Amini, R., Rocha-Martins, M., & Norden, C. (2018). Neuronal Migration and Lamination in the Vertebrate Retina. Frontiers in neuroscience, 11: 742, pp. 742-742. doi:10.3389/fnins.2017.00742.


Cite as: https://hdl.handle.net/21.11116/0000-0003-F5A5-E
Abstract
In the retina, like in most other brain regions, developing neurons are arranged into distinct layers giving the mature tissue its stratified appearance. This process needs to be highly controlled and orchestrated, as neuronal layering defects lead to impaired retinal function. To achieve successful neuronal layering and lamination in the retina and beyond, three main developmental steps need to be executed: First, the correct type of neuron has to be generated at a precise developmental time. Second, as most retinal neurons are born away from the position at which they later function, newborn neurons have to move to their final layer within the developing tissue, a process also termed neuronal lamination.
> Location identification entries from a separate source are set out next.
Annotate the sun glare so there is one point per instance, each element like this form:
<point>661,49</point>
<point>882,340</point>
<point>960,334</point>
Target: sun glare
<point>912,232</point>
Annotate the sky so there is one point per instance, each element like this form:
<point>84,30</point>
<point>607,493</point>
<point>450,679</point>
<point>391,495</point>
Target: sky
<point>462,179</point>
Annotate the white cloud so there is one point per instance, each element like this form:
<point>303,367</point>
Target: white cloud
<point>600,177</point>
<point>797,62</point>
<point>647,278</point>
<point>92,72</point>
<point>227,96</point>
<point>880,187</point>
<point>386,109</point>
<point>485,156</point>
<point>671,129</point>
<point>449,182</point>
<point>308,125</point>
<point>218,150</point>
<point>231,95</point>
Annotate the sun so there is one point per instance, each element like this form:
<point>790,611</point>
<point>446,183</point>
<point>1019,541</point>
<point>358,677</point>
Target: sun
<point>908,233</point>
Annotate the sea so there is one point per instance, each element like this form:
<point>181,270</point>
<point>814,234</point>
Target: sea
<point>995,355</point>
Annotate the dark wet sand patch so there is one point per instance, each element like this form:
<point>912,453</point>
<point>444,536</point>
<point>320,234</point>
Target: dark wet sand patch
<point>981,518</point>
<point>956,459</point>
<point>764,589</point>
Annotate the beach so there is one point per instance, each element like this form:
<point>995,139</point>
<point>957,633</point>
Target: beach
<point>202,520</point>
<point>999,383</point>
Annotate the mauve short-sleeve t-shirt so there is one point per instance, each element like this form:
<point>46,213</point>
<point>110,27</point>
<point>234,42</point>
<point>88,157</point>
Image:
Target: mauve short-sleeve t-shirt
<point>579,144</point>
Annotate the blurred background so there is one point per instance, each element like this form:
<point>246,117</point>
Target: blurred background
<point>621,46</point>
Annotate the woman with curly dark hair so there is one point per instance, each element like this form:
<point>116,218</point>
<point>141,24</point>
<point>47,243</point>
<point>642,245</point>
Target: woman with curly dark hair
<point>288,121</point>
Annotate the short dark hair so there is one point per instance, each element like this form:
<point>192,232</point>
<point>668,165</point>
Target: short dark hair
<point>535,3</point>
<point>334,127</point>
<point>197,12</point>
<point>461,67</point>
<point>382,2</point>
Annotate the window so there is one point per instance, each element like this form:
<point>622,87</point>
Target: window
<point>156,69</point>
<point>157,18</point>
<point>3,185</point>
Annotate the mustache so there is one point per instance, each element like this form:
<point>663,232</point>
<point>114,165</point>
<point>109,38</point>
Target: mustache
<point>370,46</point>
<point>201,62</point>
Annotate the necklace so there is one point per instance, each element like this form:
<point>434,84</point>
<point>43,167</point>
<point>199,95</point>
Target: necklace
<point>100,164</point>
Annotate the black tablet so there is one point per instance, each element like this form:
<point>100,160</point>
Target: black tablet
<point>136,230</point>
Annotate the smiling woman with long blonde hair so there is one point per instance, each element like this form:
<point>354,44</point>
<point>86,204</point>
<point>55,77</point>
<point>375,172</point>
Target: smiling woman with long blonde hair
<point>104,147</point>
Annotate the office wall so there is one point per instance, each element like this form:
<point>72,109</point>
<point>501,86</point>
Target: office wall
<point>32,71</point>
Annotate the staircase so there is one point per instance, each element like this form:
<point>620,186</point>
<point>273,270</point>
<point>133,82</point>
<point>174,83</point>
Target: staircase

Third, these neurons need to connect to their correct synaptic partners. Here, we discuss neuronal migration and lamination in the vertebrate retina and summarize our knowledge on these aspects of retinal development. We give an overview of how lamination emerges and discuss the different modes of neuronal translocation that occur during retinogenesis and what we know about the cell biological machineries driving them. In addition, retinal mosaics and their importance for correct retinal function are examined. We close by stating the open questions and future directions in this exciting field.